Stage does allow speedup using the
-u flags, but since it’s running as a server communicating through a socket, it’s difficult to maintain synchronization if it’s sped up more than 3 or 4x. In my new library, that I’m tentatively calling PyStage (like PyPlayer), the Python program that’s running the “client” also controls exactly when the world’s Update() method gets called, and so it can take as long or as short as it wants between world updates.
This single-process, synchronized execution model provides some added benefits besides just running fast. First, Running in a single process w/o network communication allows simulation runs to be submitted to distributed batch queueing systems like Condor, easily allowing many simulations to run in parallel. While Condor does allow some limited network communication in a job, keeping a TCP connection open to a simulator process for a whole job isn’t really feasible. Second, the synchronization should make it possible to use Stage with simulations of cognitive or perceptual processes that are too computationally intensive to run in real time on current computing hardware (e.g. large scale neural simulations). In this case, instead of speeding up time in the simulator, you could slow down time, allowing a cognitive process that might take many seconds to simulate to only use a fraction of a second of simulator time.

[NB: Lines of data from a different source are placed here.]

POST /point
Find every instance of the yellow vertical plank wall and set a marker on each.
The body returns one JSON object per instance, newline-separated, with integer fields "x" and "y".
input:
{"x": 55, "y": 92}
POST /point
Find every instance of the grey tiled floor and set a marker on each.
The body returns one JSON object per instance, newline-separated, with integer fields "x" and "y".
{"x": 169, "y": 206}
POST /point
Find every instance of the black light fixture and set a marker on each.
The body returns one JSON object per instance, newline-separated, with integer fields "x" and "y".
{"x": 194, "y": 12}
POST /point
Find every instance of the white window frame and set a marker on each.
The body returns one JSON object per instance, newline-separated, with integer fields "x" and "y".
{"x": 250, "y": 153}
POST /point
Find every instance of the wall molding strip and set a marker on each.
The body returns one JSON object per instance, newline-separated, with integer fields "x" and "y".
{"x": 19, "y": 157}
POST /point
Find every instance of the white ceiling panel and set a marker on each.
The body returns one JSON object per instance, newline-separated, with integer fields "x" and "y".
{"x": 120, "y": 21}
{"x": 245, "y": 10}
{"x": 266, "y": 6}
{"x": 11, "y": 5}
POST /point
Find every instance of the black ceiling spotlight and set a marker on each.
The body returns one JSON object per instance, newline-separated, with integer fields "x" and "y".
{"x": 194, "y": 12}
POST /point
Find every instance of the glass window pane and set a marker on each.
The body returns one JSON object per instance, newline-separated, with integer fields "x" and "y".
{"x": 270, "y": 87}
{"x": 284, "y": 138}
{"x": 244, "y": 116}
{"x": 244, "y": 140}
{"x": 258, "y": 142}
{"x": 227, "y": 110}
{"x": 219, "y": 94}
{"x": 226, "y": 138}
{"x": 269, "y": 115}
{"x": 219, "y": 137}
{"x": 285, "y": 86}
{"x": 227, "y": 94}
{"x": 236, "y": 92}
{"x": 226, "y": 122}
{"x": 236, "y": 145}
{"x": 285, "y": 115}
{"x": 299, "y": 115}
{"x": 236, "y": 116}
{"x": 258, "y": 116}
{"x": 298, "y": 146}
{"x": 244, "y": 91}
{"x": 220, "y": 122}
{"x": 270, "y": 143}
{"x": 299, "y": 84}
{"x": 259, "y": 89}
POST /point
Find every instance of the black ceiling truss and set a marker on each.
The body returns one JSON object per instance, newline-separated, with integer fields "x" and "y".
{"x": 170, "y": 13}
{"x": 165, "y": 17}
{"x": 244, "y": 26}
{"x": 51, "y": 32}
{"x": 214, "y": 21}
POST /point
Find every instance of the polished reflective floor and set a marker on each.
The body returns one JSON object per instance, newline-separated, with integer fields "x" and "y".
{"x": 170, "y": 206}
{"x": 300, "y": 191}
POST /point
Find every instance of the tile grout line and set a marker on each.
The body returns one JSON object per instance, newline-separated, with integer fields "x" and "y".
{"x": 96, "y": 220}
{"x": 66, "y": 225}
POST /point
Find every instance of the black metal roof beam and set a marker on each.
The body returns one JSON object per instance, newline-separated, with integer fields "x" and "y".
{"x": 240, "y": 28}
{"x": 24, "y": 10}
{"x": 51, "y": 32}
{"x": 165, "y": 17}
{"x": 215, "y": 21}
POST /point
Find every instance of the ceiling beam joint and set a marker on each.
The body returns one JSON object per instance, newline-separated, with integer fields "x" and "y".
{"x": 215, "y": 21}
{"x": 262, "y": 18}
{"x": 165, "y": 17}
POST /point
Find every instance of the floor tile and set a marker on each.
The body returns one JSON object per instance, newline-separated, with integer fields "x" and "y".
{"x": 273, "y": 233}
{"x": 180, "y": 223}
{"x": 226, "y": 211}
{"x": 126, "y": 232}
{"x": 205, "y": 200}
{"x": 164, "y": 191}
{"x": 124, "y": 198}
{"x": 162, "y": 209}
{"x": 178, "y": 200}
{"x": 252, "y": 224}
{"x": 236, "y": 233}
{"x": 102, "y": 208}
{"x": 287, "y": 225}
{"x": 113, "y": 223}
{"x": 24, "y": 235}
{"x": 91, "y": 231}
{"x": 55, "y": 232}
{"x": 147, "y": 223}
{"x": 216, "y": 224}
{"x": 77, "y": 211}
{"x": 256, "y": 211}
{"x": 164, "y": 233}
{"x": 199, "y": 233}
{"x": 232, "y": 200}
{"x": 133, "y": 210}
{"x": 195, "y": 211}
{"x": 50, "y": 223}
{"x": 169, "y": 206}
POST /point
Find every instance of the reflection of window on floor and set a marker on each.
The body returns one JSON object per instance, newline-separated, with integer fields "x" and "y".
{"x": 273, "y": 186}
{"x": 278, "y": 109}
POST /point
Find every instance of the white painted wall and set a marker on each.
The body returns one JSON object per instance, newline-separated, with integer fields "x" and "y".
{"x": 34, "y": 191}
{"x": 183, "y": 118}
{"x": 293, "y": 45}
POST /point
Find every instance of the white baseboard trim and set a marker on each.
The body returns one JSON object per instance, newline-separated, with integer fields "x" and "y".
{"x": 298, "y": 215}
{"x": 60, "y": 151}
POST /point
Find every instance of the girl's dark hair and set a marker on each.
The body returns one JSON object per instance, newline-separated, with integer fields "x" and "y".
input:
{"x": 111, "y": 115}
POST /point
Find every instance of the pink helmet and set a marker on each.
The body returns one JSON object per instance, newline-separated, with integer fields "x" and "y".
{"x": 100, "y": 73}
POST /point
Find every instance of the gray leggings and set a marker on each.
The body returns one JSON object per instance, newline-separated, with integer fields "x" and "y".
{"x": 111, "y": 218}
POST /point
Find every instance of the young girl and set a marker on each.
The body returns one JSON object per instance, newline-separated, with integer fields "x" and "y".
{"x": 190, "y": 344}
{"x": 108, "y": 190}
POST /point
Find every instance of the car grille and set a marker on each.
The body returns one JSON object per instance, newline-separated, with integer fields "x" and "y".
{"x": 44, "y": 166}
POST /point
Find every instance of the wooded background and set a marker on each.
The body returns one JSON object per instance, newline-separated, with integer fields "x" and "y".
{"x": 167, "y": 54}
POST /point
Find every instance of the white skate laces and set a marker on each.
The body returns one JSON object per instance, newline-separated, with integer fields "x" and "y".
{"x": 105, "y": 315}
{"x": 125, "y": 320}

Again, this is technically feasible with client/server Stage, but for it to work you need to know in advance how long to make each cycle, and if there’s variability in computation time from one cycle to another, you need to add extra “padding” to the cycle time that will often go wasted.
I now have my initial prototype working, and have managed to run a few simulations, getting about a 3-4x speedup in raw cycle time (100-120Hz vs 33hz) over my client-server runs, however because of some other changes in the simulator, I’m able to do computation on every cycle (as opposed to about every 3 cycles before), for an effective speedup of 9-12x. Of course, then the top-speed was communications-limited, and now it’s processor-limited, so I should be able to get even more speedup on faster machines. Once the code has been cleaned up, and I learn to use the GNU build system, I should be able to release a 0.1 version (or should it be 1.0?). Or, if the Stage authors are willing, I’d be willing to fold the whole thing into Stage proper. Right now, I maintain my own slightly modified version of the Stage source for use with PyStage. Another possibility is to expand to allow clients to be written run in other languages like Java or Scheme. Since I used SWIG to generate the python wrappers, this shouldn’t be too difficult, though someone else would have to do the non-Python-specific work.
Footnote: This whole experience has been a great reinforcement of the value of Free Software. Because the source code of the program was free, I was able to modify it to serve a need that the authors hadn’t anticipated, and probably would have considered low- or no-priority, and the whole process only took me a couple of weeks. I can’t imagine this would have been possible if I’d been using a closed, proprietary system.